I love to run pre amps hot, but generally nowhere near 20dB over 0VU.
It's possible you are damaging your signal by attenuating it post pre. Doing lots of gain adjustments in the analogue domain will degrade a signal. For a good clean signal (even if it is a distorted sound) 'Unity gain' should be the thing to shoot for.
What that means is that you gain the signal you want to record
once, and every other part of the electronic chain simply passes that signal straight through without introducing any imperfections (namely unwanted distortion or noise) by amplifying or attenuating that signal again.
Does that make sense?
The generally accepted (and AES) standard of 0VU = -18dBFS seems to work pretty well for most recorded music.
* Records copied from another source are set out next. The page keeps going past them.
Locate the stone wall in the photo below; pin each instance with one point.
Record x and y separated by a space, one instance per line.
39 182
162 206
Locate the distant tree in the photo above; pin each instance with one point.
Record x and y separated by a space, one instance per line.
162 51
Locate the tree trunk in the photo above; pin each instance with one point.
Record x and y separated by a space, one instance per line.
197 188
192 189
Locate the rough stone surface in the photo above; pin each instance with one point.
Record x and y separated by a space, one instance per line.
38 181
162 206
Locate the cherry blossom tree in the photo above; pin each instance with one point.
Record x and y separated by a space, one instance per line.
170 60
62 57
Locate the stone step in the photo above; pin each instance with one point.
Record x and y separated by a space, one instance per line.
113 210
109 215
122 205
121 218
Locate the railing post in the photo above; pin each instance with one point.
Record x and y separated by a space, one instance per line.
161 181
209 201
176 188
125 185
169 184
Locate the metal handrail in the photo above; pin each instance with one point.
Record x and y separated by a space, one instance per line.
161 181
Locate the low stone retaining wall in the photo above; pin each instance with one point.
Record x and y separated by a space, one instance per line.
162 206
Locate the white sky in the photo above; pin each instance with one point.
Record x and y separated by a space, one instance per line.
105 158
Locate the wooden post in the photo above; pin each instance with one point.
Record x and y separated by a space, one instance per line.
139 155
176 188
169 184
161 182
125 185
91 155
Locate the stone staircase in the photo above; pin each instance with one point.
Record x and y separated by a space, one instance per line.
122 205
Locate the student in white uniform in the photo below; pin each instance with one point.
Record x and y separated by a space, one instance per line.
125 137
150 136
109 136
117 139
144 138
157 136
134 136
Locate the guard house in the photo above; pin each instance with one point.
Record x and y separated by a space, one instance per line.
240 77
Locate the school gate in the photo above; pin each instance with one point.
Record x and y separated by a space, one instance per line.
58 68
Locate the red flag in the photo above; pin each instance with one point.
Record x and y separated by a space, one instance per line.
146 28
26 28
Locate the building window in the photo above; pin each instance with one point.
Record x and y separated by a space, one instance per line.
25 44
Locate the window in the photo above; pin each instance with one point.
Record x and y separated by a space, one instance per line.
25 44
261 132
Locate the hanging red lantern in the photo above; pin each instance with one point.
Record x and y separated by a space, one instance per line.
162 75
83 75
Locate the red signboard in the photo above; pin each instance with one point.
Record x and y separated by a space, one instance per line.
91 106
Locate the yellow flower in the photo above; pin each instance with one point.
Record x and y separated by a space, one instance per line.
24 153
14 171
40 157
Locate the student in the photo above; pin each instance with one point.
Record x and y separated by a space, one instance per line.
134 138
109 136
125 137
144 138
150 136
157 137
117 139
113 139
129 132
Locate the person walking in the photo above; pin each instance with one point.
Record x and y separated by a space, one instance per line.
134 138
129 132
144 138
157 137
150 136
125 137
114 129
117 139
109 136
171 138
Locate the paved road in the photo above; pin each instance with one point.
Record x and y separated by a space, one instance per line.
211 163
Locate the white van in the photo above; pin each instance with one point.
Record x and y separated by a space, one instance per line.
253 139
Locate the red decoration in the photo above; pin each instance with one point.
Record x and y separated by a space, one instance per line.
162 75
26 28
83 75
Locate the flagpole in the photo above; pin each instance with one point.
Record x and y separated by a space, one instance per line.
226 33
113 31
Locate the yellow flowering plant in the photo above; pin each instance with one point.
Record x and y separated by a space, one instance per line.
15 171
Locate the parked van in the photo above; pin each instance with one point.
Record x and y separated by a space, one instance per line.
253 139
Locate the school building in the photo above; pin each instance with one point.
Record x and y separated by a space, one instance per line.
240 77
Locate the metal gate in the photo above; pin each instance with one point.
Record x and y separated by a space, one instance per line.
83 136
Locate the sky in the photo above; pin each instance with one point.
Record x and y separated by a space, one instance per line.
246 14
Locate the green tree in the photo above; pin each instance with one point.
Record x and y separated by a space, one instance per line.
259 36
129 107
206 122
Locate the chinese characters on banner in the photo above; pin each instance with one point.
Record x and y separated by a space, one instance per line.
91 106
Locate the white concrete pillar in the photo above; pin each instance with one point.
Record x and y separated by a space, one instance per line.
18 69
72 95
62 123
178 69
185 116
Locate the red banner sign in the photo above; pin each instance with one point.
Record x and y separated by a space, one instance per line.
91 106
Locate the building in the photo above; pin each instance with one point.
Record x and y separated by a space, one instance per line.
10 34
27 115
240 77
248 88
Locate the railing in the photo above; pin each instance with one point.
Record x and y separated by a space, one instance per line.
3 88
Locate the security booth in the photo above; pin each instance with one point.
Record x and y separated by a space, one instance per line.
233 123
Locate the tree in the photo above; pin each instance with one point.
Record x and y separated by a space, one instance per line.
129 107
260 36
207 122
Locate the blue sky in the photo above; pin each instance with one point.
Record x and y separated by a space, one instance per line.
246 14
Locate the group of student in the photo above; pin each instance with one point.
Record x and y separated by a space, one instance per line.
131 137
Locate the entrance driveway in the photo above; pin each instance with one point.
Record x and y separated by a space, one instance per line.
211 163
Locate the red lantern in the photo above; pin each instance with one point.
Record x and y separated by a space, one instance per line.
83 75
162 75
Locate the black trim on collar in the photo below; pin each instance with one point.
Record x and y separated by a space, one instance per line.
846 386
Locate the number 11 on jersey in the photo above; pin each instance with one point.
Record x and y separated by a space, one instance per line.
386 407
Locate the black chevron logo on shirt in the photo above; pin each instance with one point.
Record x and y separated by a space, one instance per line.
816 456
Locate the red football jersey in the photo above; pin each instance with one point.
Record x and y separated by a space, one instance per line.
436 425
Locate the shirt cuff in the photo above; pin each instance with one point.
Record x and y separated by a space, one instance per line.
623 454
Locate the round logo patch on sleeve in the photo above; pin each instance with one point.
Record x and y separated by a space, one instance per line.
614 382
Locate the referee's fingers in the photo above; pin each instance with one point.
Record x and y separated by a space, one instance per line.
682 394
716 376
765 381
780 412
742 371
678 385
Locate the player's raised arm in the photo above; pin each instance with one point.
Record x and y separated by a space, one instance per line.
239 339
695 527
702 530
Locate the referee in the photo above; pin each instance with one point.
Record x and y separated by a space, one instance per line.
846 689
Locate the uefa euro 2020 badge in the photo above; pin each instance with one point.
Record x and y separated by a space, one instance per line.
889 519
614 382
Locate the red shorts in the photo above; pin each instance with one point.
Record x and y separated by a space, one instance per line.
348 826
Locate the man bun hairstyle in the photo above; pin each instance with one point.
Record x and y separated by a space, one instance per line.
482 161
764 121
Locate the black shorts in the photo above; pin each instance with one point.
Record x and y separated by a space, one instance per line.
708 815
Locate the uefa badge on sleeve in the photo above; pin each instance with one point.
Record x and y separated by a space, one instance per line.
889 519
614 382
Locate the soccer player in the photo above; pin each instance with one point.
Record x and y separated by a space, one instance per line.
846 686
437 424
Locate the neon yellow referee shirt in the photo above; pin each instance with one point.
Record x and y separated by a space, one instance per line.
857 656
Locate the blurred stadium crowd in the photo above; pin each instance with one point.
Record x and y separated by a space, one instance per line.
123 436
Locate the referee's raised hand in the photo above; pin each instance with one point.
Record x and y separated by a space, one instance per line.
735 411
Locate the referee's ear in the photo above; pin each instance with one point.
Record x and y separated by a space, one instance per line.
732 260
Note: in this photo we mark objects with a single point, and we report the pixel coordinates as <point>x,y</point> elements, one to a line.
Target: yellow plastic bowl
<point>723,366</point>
If you were to record a sine wave or oboe or any other fairly steady state signal that sits at around 0VU it will go to your DAW sitting around -18, which is a very useable level in 24bit digi land.
The thing that throws many people is that the VU measurement was designed as an "average" level that will not react to fast transients. Unlike your DAW meters that are almost certainly peak meters that read every transient.
So if you put a heavy Kick drum into your pre it may well read 0VU on your analogue gear, because that is it's average energy level and the VU meters will miss the transients, but when you look at your DAW that sucker is hitting -6dBFS.
What that actually means is you are hitting your pre amp way above (+12dB or more) it's optimum operating level.
Thankfully most good pres sound great when you start spanking them. Most decent new analogue gear has 20dB (the really good **** may have 24dB) or so of headroom.
You will start to slightly round off the transients and hopefully bring in some very pleasant sounding harmonics and distortion.
I hope my little rant makes at least some sense.
Short version would probably read: Calibrate 1kHz tone from gear at 0VU to DAW to read -18dbFS. Aim for -6dBFS peaks on transient signals.